Unable to open tdb '/var/lib/samba/private/sam.ldb': No such file or directory
Failed to connect to 'tdb:///var/lib/samba/private/sam.ldb' with backend 'tdb': Unable to open tdb '/var/lib/samba/private/sam.ldb':
No such file or directory
Failed to apply extension  <class 'samba.gp_sec_ext.gp_access_ext'>
Message was: Failed to load SamDB for assigning Group Policy

A reboot of the client did not improve matters.     I tried adding the line: 'allow group policies = yes' to the domain controllers'
smb.conf but that did not make any difference either.

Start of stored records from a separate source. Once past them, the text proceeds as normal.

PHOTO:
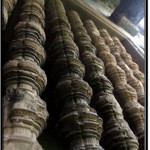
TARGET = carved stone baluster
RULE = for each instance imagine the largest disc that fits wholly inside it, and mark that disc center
(131, 79)
(25, 112)
(133, 66)
(103, 100)
(125, 94)
(78, 125)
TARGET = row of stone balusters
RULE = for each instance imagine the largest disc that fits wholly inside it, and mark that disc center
(78, 125)
(7, 8)
(125, 94)
(128, 60)
(117, 52)
(25, 112)
(117, 134)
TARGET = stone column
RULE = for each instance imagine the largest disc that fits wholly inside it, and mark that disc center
(125, 94)
(78, 126)
(7, 8)
(118, 52)
(128, 60)
(103, 99)
(24, 111)
(133, 10)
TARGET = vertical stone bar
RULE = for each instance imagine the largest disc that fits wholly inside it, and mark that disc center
(125, 94)
(78, 125)
(131, 79)
(7, 8)
(25, 112)
(103, 99)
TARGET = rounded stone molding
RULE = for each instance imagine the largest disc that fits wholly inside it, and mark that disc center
(27, 48)
(74, 88)
(30, 29)
(26, 72)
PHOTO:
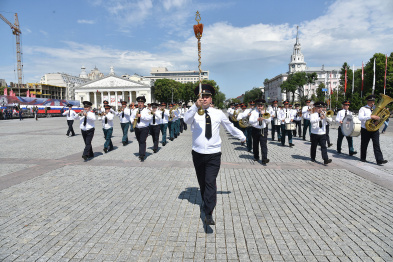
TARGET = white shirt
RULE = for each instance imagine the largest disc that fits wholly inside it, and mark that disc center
(71, 115)
(364, 115)
(91, 117)
(200, 143)
(305, 112)
(127, 116)
(158, 114)
(145, 118)
(341, 114)
(285, 115)
(254, 120)
(314, 120)
(109, 117)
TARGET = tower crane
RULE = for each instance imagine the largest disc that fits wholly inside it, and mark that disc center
(16, 31)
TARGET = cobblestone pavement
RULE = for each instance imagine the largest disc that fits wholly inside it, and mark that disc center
(56, 207)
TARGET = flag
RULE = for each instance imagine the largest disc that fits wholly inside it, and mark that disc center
(386, 69)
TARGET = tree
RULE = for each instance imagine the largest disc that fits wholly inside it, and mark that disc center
(253, 94)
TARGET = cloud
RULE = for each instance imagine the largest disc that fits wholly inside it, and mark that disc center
(82, 21)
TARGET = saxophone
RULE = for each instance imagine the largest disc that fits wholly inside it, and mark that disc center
(380, 110)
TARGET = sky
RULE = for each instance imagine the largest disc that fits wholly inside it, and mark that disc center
(243, 43)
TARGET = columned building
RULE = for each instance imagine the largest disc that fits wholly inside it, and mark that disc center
(113, 89)
(330, 76)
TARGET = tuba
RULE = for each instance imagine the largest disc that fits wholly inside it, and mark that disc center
(380, 110)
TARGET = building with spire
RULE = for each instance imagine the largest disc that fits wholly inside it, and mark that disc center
(330, 76)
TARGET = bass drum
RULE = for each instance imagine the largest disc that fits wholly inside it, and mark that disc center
(290, 126)
(351, 126)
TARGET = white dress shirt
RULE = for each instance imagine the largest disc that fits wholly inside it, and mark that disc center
(158, 114)
(145, 118)
(254, 120)
(314, 120)
(91, 117)
(127, 116)
(71, 115)
(200, 143)
(109, 117)
(285, 115)
(364, 115)
(305, 112)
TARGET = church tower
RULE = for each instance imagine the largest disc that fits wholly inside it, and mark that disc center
(297, 63)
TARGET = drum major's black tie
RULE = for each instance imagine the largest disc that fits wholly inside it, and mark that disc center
(208, 130)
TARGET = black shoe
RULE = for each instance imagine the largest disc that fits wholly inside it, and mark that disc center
(209, 220)
(382, 162)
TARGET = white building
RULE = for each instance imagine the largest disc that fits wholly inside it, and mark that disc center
(114, 89)
(179, 76)
(330, 76)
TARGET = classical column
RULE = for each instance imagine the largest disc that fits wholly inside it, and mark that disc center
(116, 99)
(95, 99)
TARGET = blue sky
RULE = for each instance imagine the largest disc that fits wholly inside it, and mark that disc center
(243, 43)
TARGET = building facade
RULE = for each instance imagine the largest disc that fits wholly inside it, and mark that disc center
(330, 76)
(179, 76)
(114, 89)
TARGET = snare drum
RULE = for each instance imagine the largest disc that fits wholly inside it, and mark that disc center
(351, 126)
(290, 126)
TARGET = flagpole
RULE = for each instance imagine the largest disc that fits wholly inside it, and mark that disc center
(386, 68)
(374, 78)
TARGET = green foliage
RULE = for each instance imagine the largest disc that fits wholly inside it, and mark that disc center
(252, 95)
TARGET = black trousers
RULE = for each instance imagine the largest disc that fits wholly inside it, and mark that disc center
(298, 127)
(155, 135)
(70, 128)
(88, 137)
(141, 135)
(318, 140)
(259, 139)
(365, 139)
(207, 167)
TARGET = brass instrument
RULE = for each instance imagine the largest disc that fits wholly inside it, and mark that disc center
(380, 110)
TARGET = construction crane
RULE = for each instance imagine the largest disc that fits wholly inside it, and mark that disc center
(16, 31)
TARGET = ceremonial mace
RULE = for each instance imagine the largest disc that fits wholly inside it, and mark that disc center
(198, 30)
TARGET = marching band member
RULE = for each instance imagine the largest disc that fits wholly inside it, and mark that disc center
(259, 127)
(107, 127)
(171, 122)
(124, 116)
(274, 114)
(164, 122)
(318, 133)
(324, 109)
(155, 126)
(297, 120)
(339, 119)
(71, 115)
(87, 126)
(285, 116)
(365, 113)
(206, 146)
(306, 111)
(142, 127)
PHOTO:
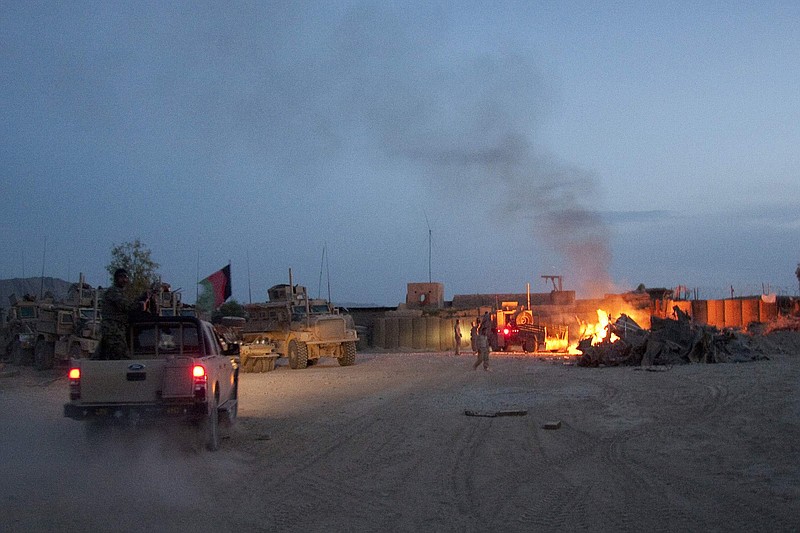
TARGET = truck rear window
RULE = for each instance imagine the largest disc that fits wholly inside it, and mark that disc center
(156, 341)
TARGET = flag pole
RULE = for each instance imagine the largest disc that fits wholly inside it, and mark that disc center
(197, 280)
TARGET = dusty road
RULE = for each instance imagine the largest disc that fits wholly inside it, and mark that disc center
(385, 446)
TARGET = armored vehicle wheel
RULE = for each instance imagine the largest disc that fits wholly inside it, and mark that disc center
(529, 346)
(19, 355)
(44, 355)
(298, 354)
(349, 356)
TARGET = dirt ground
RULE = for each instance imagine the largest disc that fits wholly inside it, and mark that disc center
(385, 445)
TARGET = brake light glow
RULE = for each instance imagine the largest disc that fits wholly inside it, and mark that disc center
(74, 383)
(200, 381)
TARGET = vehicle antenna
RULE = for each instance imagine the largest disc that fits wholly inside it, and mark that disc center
(328, 268)
(321, 265)
(249, 289)
(430, 279)
(41, 285)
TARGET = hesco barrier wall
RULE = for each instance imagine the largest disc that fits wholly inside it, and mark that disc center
(415, 332)
(736, 313)
(418, 333)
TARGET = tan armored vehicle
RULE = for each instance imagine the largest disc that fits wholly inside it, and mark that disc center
(69, 329)
(294, 326)
(19, 331)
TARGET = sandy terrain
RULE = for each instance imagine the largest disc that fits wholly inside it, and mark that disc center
(385, 446)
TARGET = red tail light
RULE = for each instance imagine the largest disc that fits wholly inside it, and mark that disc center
(74, 383)
(200, 381)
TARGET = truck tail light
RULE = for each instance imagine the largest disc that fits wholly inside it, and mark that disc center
(74, 383)
(200, 381)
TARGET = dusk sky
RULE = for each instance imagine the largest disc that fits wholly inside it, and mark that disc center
(612, 143)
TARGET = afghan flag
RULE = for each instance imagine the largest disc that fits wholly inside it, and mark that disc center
(219, 284)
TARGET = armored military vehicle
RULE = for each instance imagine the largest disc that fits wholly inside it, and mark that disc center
(294, 326)
(19, 331)
(69, 329)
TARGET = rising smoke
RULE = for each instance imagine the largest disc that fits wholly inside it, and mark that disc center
(466, 122)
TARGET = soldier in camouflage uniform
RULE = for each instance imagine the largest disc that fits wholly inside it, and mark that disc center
(115, 308)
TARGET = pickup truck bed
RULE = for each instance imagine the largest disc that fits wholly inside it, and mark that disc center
(176, 369)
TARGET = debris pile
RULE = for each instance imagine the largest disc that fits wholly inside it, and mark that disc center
(668, 342)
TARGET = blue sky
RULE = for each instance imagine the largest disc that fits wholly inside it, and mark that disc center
(613, 143)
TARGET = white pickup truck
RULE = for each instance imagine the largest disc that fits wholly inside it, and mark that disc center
(176, 368)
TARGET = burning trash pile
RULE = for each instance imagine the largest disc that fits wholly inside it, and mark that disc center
(668, 342)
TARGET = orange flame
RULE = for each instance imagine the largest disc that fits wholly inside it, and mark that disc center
(598, 332)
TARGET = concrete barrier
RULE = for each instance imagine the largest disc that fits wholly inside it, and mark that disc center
(750, 311)
(379, 333)
(733, 313)
(420, 332)
(392, 333)
(716, 313)
(700, 311)
(432, 333)
(405, 332)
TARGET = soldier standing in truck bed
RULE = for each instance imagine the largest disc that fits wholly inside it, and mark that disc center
(484, 330)
(115, 308)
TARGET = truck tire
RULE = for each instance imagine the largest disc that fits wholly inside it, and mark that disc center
(349, 356)
(44, 355)
(298, 354)
(75, 351)
(19, 355)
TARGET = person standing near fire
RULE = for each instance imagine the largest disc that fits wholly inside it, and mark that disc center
(484, 330)
(473, 337)
(457, 334)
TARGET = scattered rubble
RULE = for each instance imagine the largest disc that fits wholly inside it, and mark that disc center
(668, 342)
(493, 414)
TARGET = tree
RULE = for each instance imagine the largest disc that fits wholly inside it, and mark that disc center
(135, 258)
(797, 273)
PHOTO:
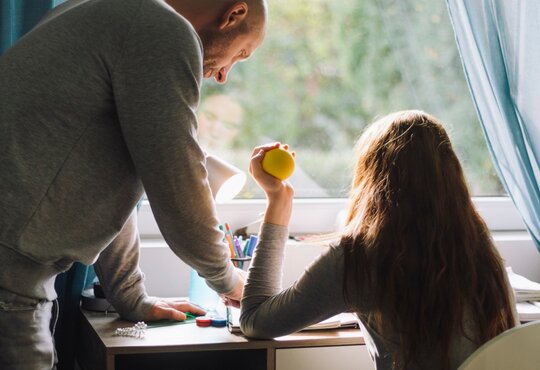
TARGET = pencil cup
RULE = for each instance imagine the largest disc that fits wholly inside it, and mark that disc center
(201, 294)
(241, 262)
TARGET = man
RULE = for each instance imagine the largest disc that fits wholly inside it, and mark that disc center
(98, 103)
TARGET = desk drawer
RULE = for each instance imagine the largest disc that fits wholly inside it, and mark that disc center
(324, 358)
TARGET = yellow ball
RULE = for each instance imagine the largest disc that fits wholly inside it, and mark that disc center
(278, 163)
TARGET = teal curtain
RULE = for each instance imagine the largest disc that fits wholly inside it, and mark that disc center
(499, 44)
(19, 16)
(16, 18)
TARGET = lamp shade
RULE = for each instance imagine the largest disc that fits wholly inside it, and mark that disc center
(225, 180)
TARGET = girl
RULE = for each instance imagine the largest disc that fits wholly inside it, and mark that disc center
(415, 261)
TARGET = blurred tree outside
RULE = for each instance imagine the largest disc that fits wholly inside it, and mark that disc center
(326, 70)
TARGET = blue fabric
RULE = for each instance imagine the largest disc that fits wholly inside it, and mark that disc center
(499, 43)
(16, 18)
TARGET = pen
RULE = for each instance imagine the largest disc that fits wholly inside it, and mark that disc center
(228, 235)
(238, 247)
(229, 241)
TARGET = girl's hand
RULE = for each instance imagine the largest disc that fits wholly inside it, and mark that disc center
(279, 193)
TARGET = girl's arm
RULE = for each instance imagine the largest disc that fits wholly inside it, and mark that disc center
(267, 310)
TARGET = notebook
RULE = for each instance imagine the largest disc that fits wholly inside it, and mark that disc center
(340, 321)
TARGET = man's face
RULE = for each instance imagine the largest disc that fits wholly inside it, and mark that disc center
(222, 49)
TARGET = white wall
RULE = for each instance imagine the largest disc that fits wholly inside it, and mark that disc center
(168, 276)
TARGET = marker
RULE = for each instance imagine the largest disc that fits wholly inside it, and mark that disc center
(219, 322)
(203, 321)
(238, 247)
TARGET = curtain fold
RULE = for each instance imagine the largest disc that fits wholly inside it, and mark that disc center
(16, 18)
(19, 16)
(499, 44)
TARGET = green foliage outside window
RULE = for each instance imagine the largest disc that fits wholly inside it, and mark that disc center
(327, 69)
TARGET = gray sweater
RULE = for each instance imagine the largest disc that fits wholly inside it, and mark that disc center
(268, 311)
(97, 105)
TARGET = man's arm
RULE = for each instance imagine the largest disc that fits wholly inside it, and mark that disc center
(123, 281)
(120, 276)
(156, 83)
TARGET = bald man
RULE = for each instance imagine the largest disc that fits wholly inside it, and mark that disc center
(98, 105)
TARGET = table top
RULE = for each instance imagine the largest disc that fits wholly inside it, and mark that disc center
(189, 337)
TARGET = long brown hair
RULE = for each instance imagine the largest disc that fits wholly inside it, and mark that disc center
(413, 234)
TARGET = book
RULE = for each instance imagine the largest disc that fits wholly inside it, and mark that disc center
(340, 321)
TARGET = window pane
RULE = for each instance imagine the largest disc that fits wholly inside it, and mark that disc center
(325, 71)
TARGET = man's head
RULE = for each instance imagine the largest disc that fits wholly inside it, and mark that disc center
(230, 31)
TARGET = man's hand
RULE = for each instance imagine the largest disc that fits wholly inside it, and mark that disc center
(233, 297)
(170, 309)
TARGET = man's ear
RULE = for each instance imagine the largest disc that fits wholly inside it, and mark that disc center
(234, 16)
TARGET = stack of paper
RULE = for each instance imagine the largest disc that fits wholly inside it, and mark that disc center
(528, 311)
(343, 320)
(527, 295)
(524, 289)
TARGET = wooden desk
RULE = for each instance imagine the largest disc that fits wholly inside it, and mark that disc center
(187, 346)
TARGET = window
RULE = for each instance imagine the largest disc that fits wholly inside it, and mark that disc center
(325, 71)
(329, 68)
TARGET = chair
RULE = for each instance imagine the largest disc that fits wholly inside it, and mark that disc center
(517, 348)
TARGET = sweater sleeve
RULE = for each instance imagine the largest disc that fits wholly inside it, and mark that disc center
(120, 276)
(267, 311)
(156, 83)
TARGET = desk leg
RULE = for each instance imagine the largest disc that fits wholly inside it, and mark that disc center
(271, 359)
(109, 362)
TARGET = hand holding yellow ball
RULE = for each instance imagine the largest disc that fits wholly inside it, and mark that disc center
(279, 163)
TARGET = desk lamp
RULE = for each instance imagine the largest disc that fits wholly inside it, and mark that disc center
(225, 180)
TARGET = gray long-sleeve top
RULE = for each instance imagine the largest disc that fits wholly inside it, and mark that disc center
(97, 105)
(267, 311)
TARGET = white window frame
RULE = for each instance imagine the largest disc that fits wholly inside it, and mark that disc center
(320, 215)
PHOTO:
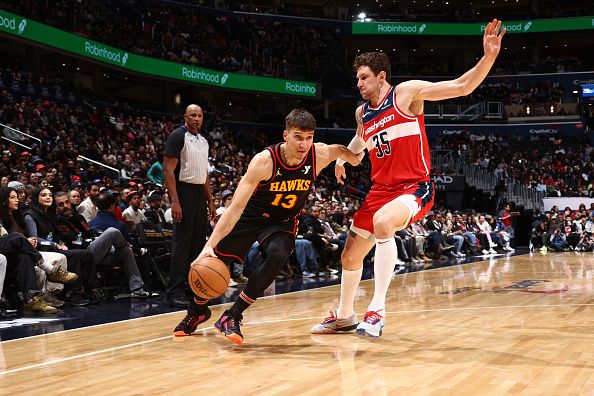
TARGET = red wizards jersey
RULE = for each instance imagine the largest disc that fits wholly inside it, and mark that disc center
(397, 143)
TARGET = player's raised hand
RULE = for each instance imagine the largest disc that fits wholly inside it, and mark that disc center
(492, 38)
(340, 173)
(207, 251)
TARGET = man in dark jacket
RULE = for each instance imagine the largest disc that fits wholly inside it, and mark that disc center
(118, 237)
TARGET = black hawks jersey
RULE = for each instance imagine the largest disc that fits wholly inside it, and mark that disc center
(284, 194)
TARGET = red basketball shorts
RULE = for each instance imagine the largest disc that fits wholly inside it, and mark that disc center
(417, 196)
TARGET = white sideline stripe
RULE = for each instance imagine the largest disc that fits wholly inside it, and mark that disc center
(84, 355)
(32, 366)
(151, 316)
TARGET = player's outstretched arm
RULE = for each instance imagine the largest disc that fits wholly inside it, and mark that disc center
(357, 146)
(260, 168)
(326, 153)
(417, 90)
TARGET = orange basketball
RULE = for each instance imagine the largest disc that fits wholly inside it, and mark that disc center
(209, 277)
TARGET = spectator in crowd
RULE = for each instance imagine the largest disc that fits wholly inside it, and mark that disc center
(133, 215)
(105, 220)
(88, 207)
(154, 213)
(50, 268)
(40, 222)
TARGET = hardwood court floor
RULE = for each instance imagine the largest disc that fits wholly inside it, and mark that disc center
(521, 325)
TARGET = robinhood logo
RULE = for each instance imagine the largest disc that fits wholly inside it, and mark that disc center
(105, 53)
(400, 28)
(203, 76)
(514, 27)
(294, 87)
(22, 26)
(8, 23)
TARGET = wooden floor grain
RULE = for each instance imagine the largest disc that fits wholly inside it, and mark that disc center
(507, 326)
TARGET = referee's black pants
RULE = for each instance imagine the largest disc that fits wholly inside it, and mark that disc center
(189, 236)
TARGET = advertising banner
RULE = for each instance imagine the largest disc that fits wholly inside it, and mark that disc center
(472, 29)
(34, 31)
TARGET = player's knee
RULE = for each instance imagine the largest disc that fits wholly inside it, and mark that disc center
(350, 262)
(383, 226)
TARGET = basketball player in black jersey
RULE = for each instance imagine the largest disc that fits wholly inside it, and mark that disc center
(265, 207)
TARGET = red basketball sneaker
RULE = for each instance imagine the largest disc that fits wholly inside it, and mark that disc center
(189, 324)
(229, 327)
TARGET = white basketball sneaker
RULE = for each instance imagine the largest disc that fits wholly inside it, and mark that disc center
(372, 324)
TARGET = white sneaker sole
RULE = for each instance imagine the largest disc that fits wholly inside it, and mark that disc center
(368, 330)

Following the above changes the following logs repeatedly appear in syslog:
Mar 12 00:18:17 moggy winbindd[620]: [2021/03/12 00:18:17.054799,  0] ../../lib/util/util_runcmd.c:352(samba_runcmd_io_handler)
Mar 12 00:18:17 moggy winbindd[620]:   /usr/sbin/samba-gpupdate: add_local_groups: SID S-1-5-21-4012640977-2272627666-3977488320-5102 -> getpwuid(15102) failed, is nsswitch configured?
Mar 12 00:18:17 moggy winbindd[620]: [2021/03/12 00:18:17.056451,  0] ../../lib/util/util_runcmd.c:352(samba_runcmd_io_handler)
Mar 12 00:18:17 moggy winbindd[620]:   /usr/sbin/samba-gpupdate: Traceback (most recent call last):
Mar 12 00:18:17 moggy winbindd[620]: [2021/03/12 00:18:17.056569,  0] ../../lib/util/util_runcmd.c:352(samba_runcmd_io_handler)
Mar 12 00:18:17 moggy winbindd[620]:   /usr/sbin/samba-gpupdate:   File "/usr/sbin/samba-gpupdate", line 103, in <module>
Mar 12 00:18:17 moggy winbindd[620]: [2021/03/12 00:18:17.056599,  0] ../../lib/util/util_runcmd.c:352(samba_runcmd_io_handler)
Mar 12 00:18:17 moggy winbindd[620]:   /usr/sbin/samba-gpupdate:     apply_gp(lp, creds, logger, store, gp_extensions, opts.force)
Mar 12 00:18:17 moggy winbindd[620]: [2021/03/12 00:18:17.056625,  0] ../../lib/util/util_runcmd.c:352(samba_runcmd_io_handler)
Mar 12 00:18:17 moggy winbindd[620]:   /usr/sbin/samba-gpupdate:   File "/usr/lib/python3/dist-packages/samba/gpclass.py", line 437, in apply_gp
Mar 12 00:18:17 moggy winbindd[620]: [2021/03/12 00:18:17.056652,  0] ../../lib/util/util_runcmd.c:352(samba_runcmd_io_handler)
Mar 12 00:18:17 moggy winbindd[620]:   /usr/sbin/samba-gpupdate:     gpos = get_gpo_list(dc_hostname, creds, lp)
Mar 12 00:18:17 moggy winbindd[620]: [2021/03/12 00:18:17.056677,  0] ../../lib/util/util_runcmd.c:352(samba_runcmd_io_handler)
Mar 12 00:18:17 moggy winbindd[620]:   /usr/sbin/samba-gpupdate:   File "/usr/lib/python3/dist-packages/samba/gpclass.py", line 370, in get_gpo_list
Mar 12 00:18:17 moggy winbindd[620]: [2021/03/12 00:18:17.056733,  0] ../../lib/util/util_runcmd.c:352(samba_runcmd_io_handler)
Mar 12 00:18:17 moggy winbindd[620]:   /usr/sbin/samba-gpupdate:     gpos = ads.get_gpo_list(creds.get_username())
Mar 12 00:18:17 moggy winbindd[620]: [2021/03/12 00:18:17.056768,  0] ../../lib/util/util_runcmd.c:352(samba_runcmd_io_handler)
Mar 12 00:18:17 moggy winbindd[620]:   /usr/sbin/samba-gpupdate: RuntimeError: Failed to get machine token for 'MOGGY$'(CN=MOGGY,OU=debian,DC=microlynx,DC=org): The specified account does not exist.

This is also happening with Samba Version 4.14.2.